IBM Corp. proposed to Unity’s management that the company install its ViaVoice Directory Dialer software to solve the problem. The Armonk, N.Y.-based computer giant flew in engineers to work with Forgue on the implementation. “We put this in down and dirty, real quick,” using a cannibalized IBM Netfinity 5500 server, Forgue says. The system was up and running within a couple of days.
“We’re taking about 8,000 calls a month [with the system], and it looks like we’re saving about 80% of a full-time employee,” Forgue says. “But the reason we did it was to facilitate communication and to make sure people had access to headquarters.” Forgue’s assistant administers the ViaVoice system, stepping in to update the telephone directory when employees join or leave the company and to correct ViaVoice when the system has difficulty matching the sound of an employee’s name with its written form.
“Our next step is to roll this out to include the management at the hospitals,” Forgue says. “Then we want to widen it to include all our locations.” Now there’s a project that will have people talking. //
John Rossheim is a freelance editor and writer specializing in privacy issues and speech recognition technology. He lives in Providence, R.I., and can be reached at email@example.com.

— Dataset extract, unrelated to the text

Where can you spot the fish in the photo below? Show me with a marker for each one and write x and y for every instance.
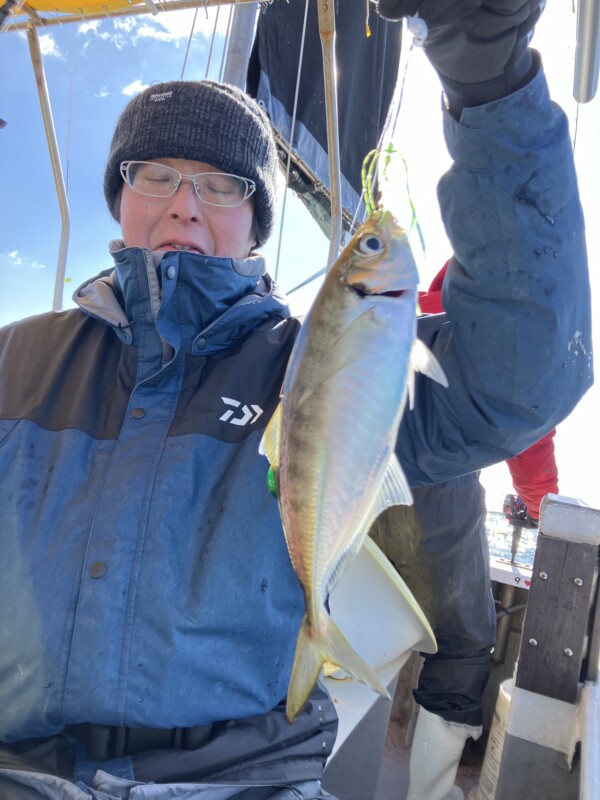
(331, 439)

What if a telephone-based Automatic Speech Recognition (ASR) customer-service application could be developed as a standards-based extension of an existing e-commerce Web site? That’s the goal of the emerging Voice eXtensible Markup Language (VoiceXML or VXML).

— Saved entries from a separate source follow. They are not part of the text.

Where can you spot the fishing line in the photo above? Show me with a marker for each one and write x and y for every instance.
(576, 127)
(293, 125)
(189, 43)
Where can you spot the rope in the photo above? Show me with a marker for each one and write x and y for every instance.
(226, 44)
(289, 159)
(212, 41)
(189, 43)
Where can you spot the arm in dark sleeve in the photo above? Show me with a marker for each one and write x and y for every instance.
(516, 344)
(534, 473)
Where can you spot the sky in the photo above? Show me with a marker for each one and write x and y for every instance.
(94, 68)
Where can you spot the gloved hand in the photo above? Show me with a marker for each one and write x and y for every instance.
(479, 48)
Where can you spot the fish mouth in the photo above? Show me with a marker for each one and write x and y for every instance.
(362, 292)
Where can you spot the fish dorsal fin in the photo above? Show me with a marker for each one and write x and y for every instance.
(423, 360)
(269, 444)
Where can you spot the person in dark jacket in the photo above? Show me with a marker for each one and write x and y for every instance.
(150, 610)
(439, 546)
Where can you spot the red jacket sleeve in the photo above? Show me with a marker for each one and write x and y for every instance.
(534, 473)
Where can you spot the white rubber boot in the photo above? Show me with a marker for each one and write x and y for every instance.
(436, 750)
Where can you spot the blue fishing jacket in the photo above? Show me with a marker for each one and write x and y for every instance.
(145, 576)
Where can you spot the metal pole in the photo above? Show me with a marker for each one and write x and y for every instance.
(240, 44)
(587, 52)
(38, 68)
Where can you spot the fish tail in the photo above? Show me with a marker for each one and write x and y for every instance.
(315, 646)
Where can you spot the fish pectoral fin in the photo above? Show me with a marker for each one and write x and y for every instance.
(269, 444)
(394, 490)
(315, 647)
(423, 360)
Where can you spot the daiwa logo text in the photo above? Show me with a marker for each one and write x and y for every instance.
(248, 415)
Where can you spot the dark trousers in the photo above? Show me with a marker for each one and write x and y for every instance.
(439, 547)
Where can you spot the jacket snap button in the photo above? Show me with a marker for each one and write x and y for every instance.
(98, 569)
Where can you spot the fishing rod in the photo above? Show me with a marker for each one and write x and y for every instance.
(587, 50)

Founded by AT&T Corp., Lucent Technologies Inc., and Motorola Inc. in March 1999, the VXML Forum (www.vxmlforum.org) seeks to provide a platform that will enable Web developers to code voice prompts, call flows, and other key elements of ASR systems for telephony as intuitively as they write HTML. If the open standard works as promised, IT shops will be able to save development time and money on ASR systems since VXML-based and HTML-based applications can share critical databases with relative ease.
Before the VXML Forum was announced, the three founders and new key partner IBM Corp. had competed to develop their own markup languages to voice-enable Web applications. Motorola, for one, announced its VoxML voice programming language in September 1998 and trumpeted deployments at Web sites including Weather.com (The Weather Channel), CBS MarketWatch.com, and Biztravel.com. Web-based telephony applications might, for example, let consumers call an 800 number and speak the name of a city to listen to the local weather forecast, or get stock quotes by speaking the company name without having to know ticker symbols and enter them via telephone keypad.

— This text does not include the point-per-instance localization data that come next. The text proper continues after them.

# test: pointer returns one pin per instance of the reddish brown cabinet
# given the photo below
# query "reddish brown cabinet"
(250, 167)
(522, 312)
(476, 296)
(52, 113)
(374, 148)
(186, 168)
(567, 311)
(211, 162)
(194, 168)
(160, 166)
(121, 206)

With four key players joining forces under the VXML flag, more than 60 vendors have followed suit. Leading speech vendors supporting VXML include Dragon Systems Inc., Lernout & Hauspie Speech Products N.V., Nuance Communications Inc., Philips Electronics North America Corp., and SpeechWorks Inc. Computer and networking heavyweights 3Com Corp., Hewlett-Packard Co., Novell Inc., and Sun Microsystems Inc. have also given the standard a nod.
The VXML Forum released a preliminary spec for the standard in August 1999. Proponents would like to see VXML become the ultimate thin client for ubiquitous Internet access. Time will tell whether the Forum can keep its own act together, stave off any potential competing standards, and demonstrate that ASR telephony applications based on VXML can generate profits. –J.R.